That the city spread
chiefly the other way, is scarce an answer. London spreads chiefly the
Marybone way perhaps, yet is much nearer to Rumford than it was fifty or
sixty years ago.
The same remark may be made of the Temple of Mars without the walls,
near the Porta Capena: a rotunda it was on the road side _then_: it is
on the road side _now_, and a very little way from the gate.
Caius Cestius's sepulchre however, without the walls, on the other side,
is one of the most perfect remains of antiquity we have here. Aurelian
made use of that as a boundary we know: it stands at present half
without and half within the limit that Emperor set to the city; and is a
very beautiful pyramid a hundred and ten feet high, admirably
represented in Piranesi's prints, with an inscription on the white
marble of which it is composed, importing the name and office and
condition of its wealthy proprietor: _C. Cestius, septem vir epulonum_.
He must have lived therefore since Julius Caesar's time it is plain, as
he first increased the number of epulones to seven, from three their
original institution.
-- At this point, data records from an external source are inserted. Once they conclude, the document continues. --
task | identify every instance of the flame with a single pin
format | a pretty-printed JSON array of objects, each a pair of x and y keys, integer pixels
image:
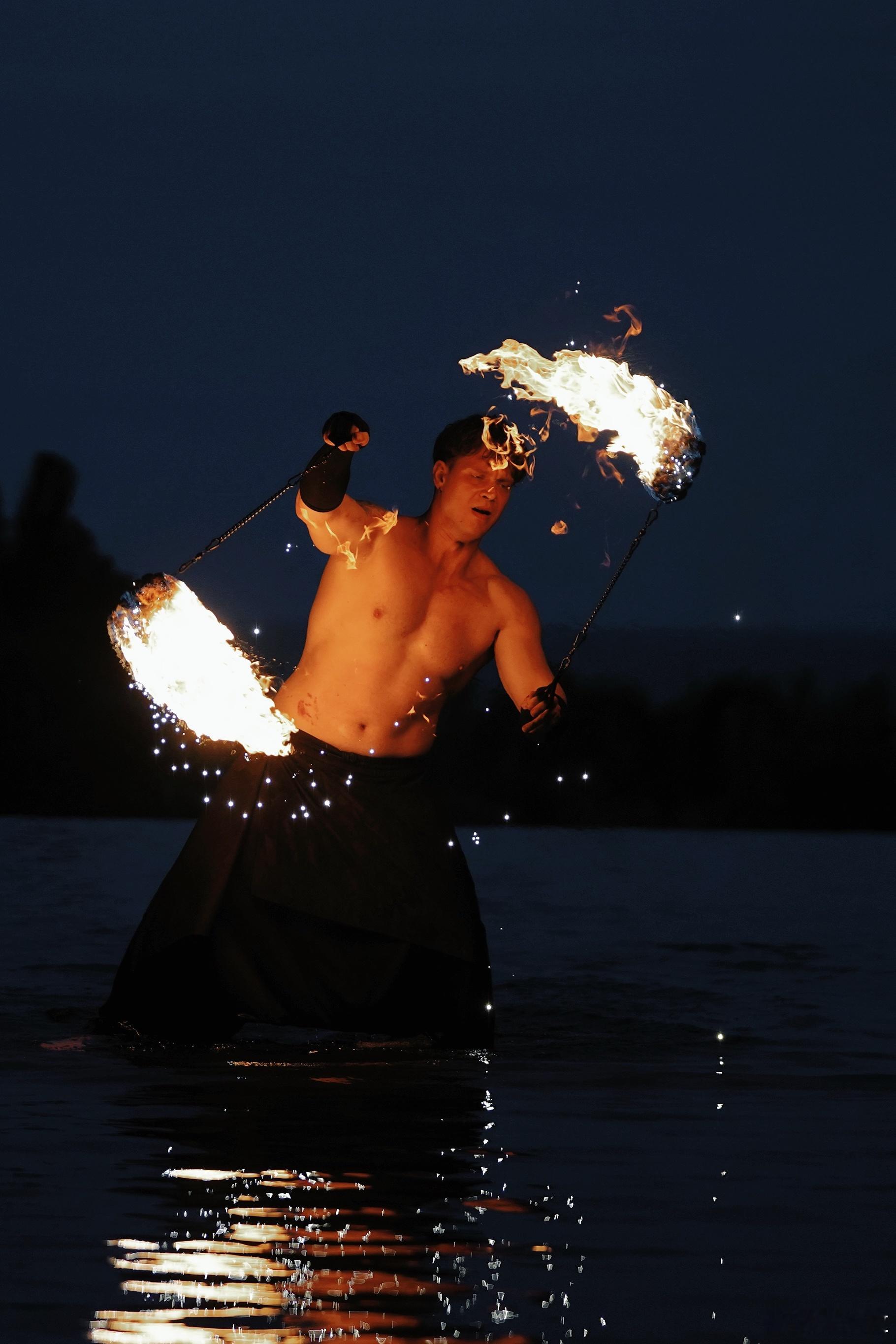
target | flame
[
  {"x": 510, "y": 447},
  {"x": 186, "y": 660},
  {"x": 602, "y": 395}
]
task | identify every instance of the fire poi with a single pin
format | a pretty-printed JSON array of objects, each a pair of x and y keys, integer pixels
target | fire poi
[
  {"x": 601, "y": 395},
  {"x": 190, "y": 664}
]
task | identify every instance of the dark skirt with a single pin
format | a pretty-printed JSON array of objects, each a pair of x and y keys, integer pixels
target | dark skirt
[{"x": 323, "y": 889}]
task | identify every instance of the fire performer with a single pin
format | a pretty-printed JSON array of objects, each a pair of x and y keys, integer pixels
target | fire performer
[{"x": 327, "y": 888}]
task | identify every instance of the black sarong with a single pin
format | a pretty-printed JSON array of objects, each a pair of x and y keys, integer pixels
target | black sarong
[{"x": 323, "y": 889}]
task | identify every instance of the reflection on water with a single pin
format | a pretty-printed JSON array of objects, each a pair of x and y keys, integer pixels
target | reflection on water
[{"x": 437, "y": 1247}]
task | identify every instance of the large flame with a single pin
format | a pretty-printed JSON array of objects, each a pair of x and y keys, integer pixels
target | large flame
[
  {"x": 604, "y": 397},
  {"x": 186, "y": 660}
]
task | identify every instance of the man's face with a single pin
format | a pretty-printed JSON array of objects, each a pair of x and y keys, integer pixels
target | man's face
[{"x": 473, "y": 494}]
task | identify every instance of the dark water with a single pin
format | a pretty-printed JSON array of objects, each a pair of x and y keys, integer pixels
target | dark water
[{"x": 687, "y": 1131}]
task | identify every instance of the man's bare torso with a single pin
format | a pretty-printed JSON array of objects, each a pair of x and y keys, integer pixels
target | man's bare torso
[{"x": 391, "y": 636}]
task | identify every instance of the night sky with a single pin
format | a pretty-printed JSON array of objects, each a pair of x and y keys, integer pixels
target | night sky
[{"x": 226, "y": 221}]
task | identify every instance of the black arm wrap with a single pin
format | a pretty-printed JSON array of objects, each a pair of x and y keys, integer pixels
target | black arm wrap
[{"x": 324, "y": 481}]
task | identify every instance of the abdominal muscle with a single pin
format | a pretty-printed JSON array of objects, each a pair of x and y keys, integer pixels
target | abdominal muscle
[
  {"x": 373, "y": 679},
  {"x": 373, "y": 704}
]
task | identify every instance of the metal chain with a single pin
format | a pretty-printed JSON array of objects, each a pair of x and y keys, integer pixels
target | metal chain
[
  {"x": 583, "y": 634},
  {"x": 225, "y": 537}
]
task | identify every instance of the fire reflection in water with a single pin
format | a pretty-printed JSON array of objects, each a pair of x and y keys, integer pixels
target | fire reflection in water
[{"x": 277, "y": 1256}]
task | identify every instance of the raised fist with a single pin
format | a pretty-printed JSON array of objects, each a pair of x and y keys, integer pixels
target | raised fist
[{"x": 347, "y": 430}]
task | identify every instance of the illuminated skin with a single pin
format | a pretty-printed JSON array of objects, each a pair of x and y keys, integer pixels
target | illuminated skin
[{"x": 393, "y": 639}]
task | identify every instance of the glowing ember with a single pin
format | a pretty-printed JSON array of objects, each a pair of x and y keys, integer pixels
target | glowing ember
[
  {"x": 604, "y": 397},
  {"x": 186, "y": 660}
]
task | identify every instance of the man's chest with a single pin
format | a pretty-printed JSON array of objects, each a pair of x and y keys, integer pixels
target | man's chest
[{"x": 448, "y": 621}]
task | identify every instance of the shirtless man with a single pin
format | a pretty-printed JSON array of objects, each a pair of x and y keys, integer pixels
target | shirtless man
[
  {"x": 409, "y": 609},
  {"x": 327, "y": 888}
]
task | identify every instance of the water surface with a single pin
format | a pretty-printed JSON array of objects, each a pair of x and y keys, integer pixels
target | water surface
[{"x": 685, "y": 1131}]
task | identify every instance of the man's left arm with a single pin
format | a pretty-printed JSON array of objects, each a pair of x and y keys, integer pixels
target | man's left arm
[{"x": 520, "y": 659}]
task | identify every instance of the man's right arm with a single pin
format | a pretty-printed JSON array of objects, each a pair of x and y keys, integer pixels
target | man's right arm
[{"x": 334, "y": 519}]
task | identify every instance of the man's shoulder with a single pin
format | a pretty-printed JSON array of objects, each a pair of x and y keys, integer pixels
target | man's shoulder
[{"x": 511, "y": 601}]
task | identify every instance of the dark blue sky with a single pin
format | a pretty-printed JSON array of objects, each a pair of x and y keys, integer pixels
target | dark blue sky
[{"x": 225, "y": 221}]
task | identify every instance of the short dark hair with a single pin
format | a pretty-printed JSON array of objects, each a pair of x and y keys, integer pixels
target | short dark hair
[{"x": 463, "y": 439}]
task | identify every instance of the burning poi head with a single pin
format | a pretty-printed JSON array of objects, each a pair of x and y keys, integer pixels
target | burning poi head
[
  {"x": 187, "y": 662},
  {"x": 602, "y": 395}
]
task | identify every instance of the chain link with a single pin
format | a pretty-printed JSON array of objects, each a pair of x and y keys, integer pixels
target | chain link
[
  {"x": 583, "y": 634},
  {"x": 225, "y": 537}
]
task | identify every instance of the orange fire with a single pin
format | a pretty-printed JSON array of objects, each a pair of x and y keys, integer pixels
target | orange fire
[
  {"x": 602, "y": 395},
  {"x": 182, "y": 656}
]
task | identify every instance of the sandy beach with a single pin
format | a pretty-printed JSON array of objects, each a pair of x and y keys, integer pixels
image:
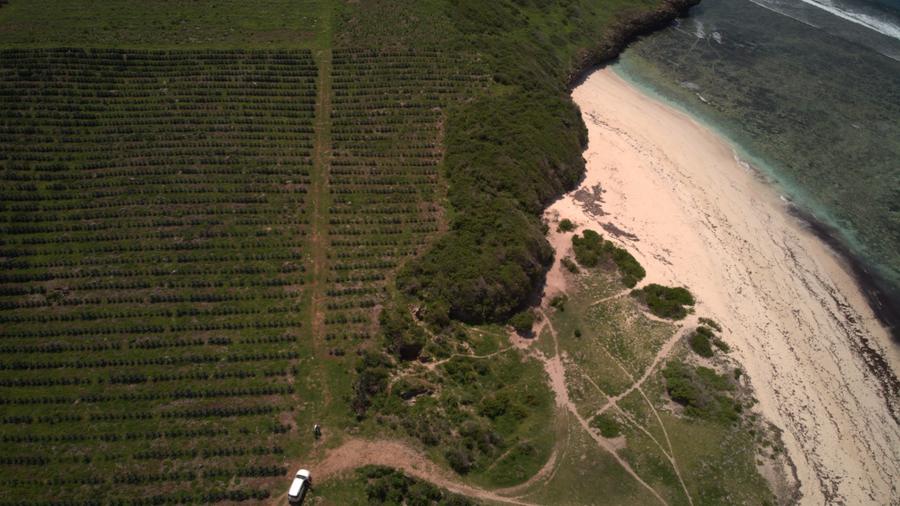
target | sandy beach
[{"x": 674, "y": 194}]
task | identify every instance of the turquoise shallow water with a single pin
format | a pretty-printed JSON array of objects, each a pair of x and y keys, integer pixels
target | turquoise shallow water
[{"x": 809, "y": 93}]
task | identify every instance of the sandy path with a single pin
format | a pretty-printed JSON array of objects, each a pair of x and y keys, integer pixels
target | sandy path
[{"x": 694, "y": 216}]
It was probably a very lucrative office for a man
to be Jupiter's caterer; who, as he never troubled himself with looking
over the bills, they were such commonly, I doubt not, as made ample
profits result to him who went to market; and Caius Cestius was one of
the rich contractors of those days, who neglected no opportunity of
acquiring wealth for himself, while he consulted the honour of Jupiter
in providing for his master's table very plentiful and elegant banquets.